How to get the most relevant text when searching?

Hello all,
I am trying to implement text suggestion in elm, where I have some data as List of Strings. I have tried so many ways for example, pattern matching, using Jaro-Winkler and Levenshtein distances, and bag of words model to find the best match in the data.
In the bag of words model, I can retrieve the most related sentence from the data, when I enter some text in the search box. I am doing it by converting all the search text and the data into words and then look in the data, where most of the words from the search text exist. I simply return that.
The problem is that If there are sentences with equal words in the data, then which one should I return?

EXAMPLE:

SEARCH TEXT: " HELLO THERE JONNY"
LIST 1 IN DATA: " THERE ARE JONNY AND MIKE"
LIST 2 IN DATA: " THERE YOU GO JONNY"

both the list have 2 words equal to the search text, which one should I return? Is there any algorithm for this purpose? Can someone give me an idea?
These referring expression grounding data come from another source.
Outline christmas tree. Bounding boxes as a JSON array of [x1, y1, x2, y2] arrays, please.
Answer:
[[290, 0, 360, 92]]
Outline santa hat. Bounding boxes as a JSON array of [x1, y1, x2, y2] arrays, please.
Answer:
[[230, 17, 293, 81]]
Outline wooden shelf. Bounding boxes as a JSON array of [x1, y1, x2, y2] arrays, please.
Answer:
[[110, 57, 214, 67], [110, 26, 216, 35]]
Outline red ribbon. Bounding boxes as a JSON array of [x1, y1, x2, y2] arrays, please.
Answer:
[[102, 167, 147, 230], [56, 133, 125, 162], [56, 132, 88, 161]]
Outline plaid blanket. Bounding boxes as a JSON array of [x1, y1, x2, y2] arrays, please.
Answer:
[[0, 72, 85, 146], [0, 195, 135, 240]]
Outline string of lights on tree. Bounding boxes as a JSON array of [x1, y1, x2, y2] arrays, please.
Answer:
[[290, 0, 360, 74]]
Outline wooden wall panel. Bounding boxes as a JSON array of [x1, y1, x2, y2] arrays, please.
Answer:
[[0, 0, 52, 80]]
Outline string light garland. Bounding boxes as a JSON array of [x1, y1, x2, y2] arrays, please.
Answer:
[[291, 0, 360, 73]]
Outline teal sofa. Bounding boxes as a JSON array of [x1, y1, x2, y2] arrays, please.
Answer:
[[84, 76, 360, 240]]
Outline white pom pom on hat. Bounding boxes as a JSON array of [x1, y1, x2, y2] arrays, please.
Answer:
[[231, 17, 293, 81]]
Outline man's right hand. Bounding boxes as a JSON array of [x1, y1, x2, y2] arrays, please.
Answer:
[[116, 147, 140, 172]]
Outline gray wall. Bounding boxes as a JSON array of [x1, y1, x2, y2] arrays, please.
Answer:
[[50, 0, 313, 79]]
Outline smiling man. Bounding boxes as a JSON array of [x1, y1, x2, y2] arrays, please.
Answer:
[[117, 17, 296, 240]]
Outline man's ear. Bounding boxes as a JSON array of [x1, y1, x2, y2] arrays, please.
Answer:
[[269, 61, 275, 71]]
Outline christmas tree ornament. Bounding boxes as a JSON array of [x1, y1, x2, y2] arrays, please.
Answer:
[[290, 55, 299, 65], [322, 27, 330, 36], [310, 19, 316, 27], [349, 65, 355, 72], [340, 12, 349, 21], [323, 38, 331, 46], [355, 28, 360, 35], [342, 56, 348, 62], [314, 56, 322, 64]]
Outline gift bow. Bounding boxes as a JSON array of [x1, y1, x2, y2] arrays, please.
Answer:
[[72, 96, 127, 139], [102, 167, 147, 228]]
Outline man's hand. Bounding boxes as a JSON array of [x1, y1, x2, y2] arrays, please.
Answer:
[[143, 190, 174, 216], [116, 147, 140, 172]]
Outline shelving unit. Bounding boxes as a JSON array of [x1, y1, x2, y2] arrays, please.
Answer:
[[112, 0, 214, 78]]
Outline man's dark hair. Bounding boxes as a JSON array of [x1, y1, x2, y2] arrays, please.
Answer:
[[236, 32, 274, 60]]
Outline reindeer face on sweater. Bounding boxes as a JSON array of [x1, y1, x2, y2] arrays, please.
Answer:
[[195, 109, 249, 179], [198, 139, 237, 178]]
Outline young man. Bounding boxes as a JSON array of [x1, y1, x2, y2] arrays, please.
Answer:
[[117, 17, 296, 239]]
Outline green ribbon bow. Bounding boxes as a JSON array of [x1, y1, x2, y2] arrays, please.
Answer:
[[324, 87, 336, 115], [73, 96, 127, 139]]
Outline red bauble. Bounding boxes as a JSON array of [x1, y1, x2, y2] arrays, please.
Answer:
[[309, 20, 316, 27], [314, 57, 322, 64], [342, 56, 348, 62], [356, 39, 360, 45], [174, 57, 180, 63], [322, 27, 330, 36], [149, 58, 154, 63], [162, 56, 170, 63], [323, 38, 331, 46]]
Here is the Ellie: https://ellie-app.com/bnQNZmFJ59Va1
:heart:

1 Like

It almost sounds like you, as a person, could not decide which represents the “best” match. If you cannot describe what you expect it doesn’t sound like an algorithm problem, but a specification one.

I would consider at least these 2 options:

  • return the shortest phrase. It seems less convoluted to suggest a shorter text than a longer one.
  • if your use case allows for it, return multiple matches if they weigh the same. Let the user decide which is more relevant.
2 Likes

Thank you for the reply.
In my case, I gave the example just to understand the problem. Is it possible in Elm to get the semantic meaning from the phrases? (To get the relativity among the equal matches).

I also should return one match, because I want to use it for a conversation with the user, which means, the user will enter some text and the program will look for the best match in the data and return the most related phrase for him. That is why I asked for an algorithm. If you know any specification solution for this case, please tell me.

I am not sure, if something like TF-IDF will help me? I hope, I will be able to find a way.

You could use the Levenshtein distance as a measure of similarity between strings.

3 Likes

That algorithm is very clever. And it’s awesome that it is already implemented in Elm!

3 Likes

This topic was automatically closed 10 days after the last reply. New replies are no longer allowed.